Job and Session startup optimizations
During interactive sessions, there are two main actions where you would interact with Geneva.
- Compute cluster creation
- Job execution
Behind the scenes, Geneva packages your python environment and auto-provisions nodes to execute the jobs. This can be time consuming, taking on the order of 5mins to complete before any work is done. The following sections will describe what happens in these steps and how to diagnose and speed up these interactions.
Compute cluster creation
To execute a Geneva job, you'll need to initialize a compute environment. Here's the basic steps Geneva takes to instantiate that cluster:
- User requests a cluster
- Scan workspace's python path for modules
- Generate local workspace directory zip
- Generate python site-packages directory zip(s)
- Generate other dirs zip (may include your .venv)
- Upload zips
- Provision head node
- Initialize head node
The requests to create an environment can take 5-10 mins to initiate.

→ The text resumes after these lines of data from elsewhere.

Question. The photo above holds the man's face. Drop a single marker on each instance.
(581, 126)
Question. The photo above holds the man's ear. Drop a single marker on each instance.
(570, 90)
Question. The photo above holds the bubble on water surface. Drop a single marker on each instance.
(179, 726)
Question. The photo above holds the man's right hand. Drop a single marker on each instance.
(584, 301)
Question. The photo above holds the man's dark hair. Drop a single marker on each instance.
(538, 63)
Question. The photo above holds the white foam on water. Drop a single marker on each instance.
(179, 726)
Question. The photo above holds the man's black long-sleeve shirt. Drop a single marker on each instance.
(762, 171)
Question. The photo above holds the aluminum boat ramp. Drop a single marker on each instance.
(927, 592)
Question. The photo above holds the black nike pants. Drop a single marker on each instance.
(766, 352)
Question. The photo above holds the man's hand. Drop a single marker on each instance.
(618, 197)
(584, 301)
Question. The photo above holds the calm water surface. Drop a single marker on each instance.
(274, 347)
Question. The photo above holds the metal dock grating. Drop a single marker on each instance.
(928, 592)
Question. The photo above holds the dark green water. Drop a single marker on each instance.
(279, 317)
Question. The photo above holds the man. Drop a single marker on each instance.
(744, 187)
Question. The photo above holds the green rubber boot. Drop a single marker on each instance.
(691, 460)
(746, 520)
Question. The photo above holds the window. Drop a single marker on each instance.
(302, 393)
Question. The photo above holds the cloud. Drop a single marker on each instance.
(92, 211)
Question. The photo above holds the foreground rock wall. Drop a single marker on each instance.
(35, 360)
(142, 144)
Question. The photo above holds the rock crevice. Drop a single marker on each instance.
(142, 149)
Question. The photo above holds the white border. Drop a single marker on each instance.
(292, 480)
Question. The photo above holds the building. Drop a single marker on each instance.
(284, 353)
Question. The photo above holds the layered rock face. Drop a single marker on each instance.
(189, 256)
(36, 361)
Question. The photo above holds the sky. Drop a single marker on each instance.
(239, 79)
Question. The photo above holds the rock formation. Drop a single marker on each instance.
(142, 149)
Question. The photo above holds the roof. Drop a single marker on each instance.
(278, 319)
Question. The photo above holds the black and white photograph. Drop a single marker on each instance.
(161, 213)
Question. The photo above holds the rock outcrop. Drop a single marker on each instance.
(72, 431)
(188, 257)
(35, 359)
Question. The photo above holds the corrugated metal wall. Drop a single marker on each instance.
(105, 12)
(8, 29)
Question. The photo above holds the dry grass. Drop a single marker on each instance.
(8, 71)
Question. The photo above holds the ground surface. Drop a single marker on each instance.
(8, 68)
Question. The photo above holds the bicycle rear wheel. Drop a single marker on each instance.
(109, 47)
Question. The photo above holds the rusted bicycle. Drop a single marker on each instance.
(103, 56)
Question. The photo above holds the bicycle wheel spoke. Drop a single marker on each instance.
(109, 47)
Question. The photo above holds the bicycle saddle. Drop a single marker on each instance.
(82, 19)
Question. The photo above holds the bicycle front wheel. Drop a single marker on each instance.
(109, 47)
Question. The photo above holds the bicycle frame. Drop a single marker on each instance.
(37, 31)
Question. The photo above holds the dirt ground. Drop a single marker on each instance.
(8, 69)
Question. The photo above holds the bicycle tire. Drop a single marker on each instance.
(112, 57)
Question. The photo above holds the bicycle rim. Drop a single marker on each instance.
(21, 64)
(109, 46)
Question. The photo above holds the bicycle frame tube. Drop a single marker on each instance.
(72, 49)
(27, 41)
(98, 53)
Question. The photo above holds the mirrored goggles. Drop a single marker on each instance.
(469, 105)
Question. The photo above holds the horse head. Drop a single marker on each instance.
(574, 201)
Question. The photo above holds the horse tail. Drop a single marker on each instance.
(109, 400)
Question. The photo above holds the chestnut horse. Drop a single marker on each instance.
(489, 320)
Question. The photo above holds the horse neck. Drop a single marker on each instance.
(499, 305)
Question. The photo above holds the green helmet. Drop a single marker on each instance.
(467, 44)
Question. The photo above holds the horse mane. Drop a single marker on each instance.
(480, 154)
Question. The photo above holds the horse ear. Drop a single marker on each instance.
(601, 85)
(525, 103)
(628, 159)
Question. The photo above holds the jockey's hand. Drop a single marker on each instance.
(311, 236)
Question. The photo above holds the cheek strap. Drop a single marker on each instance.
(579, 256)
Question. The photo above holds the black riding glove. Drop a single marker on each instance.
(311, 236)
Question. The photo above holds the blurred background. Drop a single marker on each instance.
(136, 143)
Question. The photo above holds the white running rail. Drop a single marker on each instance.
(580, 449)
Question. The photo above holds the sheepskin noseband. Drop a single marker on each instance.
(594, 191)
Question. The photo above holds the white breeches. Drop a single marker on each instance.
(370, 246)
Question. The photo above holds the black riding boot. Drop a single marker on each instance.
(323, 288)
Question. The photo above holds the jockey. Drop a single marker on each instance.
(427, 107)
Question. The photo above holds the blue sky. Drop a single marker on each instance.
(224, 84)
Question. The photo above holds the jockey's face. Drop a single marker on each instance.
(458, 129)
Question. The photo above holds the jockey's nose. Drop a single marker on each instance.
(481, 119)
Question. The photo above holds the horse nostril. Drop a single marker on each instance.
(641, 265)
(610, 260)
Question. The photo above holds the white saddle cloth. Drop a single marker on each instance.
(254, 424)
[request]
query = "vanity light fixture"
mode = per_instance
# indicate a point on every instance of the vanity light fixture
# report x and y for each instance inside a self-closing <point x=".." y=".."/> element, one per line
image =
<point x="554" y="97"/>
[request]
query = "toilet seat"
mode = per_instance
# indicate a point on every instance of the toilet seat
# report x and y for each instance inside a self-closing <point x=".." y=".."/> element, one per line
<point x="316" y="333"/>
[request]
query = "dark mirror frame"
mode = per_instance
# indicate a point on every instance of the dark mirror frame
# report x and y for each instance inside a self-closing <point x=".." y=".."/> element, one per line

The most time-consuming steps are generating directory zips and uploading them. AI workloads often require many module packages and can be dependent on specific versions to work. Common modules required for GPU use to run model inferrence can easily be 5GB-10GB of compressed content. On GCE for example, this can take ~5mins to zip all this and ~1min to upload all of this data.
To speed this up, Geneva employs caching to help optimize the startup time. There are a few things you can do to make subsequent runs faster, often times <1 minute:
Hashing and Caching. Geneva generates a hash of each path in the python path that takes into account files and their last modified time. After the first time a directory zip is created and uploaded, the cached copy is used and no new zip is generated or uploaded. However, if there are any changes (e.g. new module added or upgraded) a new hash created and the environment's content is zipped and uploaded.
Isolate dynamic code and modules. If you use a Jupyter notebook environment for your driver, the content of the .ipynb
file is constantly changing. This means the hash for the directory that contains the notebook will change, even if the subdirectories do not. If your notebook is in your home directory, this could pull in large amounts unneeded code and data. To avoid this you can move your notebook into a subdirectory with no children. When your notebook is executed it is updated but only the notebook content is resent. Other path directories are unchanged, have the same hash and can skip zip and ship.
Package dependecies into a docker image. Geneva has an option to skip the zip and ship of the site-packages. Enabling this assumes that the default docker image is overriden with a custom image that has the site-package
content preloaded.
Pre-provision nodes and pods. In your kubernetes configuration, you can tag specific nodes with geneva.lancedb.com/ray-head
k8s label. These nodes should be configured to be on non-spot instances that are always up. This makes initial kuberay cluster creation quick.
Job execution
A backfill or materialized view jobs triggers the provisioning of worker nodes that will perform the computations and writes. A cold start can be slow because several steps must take place before the UDFs can be applied. However, once nodes and pods are warmed up, the time between submission and execution can be quick.
Here's the basic steps Geneva takes to kick off a Geneva job:
- User submits job (backfill)
- plan scans
- provision worker nodes (vms)
- load vm
- provision worker nodes (vms)
- Autoscale workers nodes
- provision worker nodes (vms)
- load vm
- schedule ray actors
- download docker images
- download zips
- execute udf
- orchestrate fragment write.
- provision worker nodes (vms)
In practice, planning the initial distributed step scans require loading vm and pod images. With a cold start, this can take ~5 minutes.
Here are some steps you can take to pre-warming worker nodes and pods so that exectuion can be more interactive:
Set worker spec's replicas or min_replicas to a value >0. When the kuberay cluster is instantiated this also pre-provision vm's so they are ready for k8s to place pod. replicas (for initial # of worker nodes), and minWorkers (to keep a pool for nodes always up)
Make a warmup call. Making an initial request to ray will load the pod and zips content to the worker node so that subsequent startups will be fast.
Prevent nodes from auto-scaling down. During cluster creation, you can specifiy idle_timeout_seconds
option -- this is the amount of time before an node needs to be idle before it is considered for de-provisioning.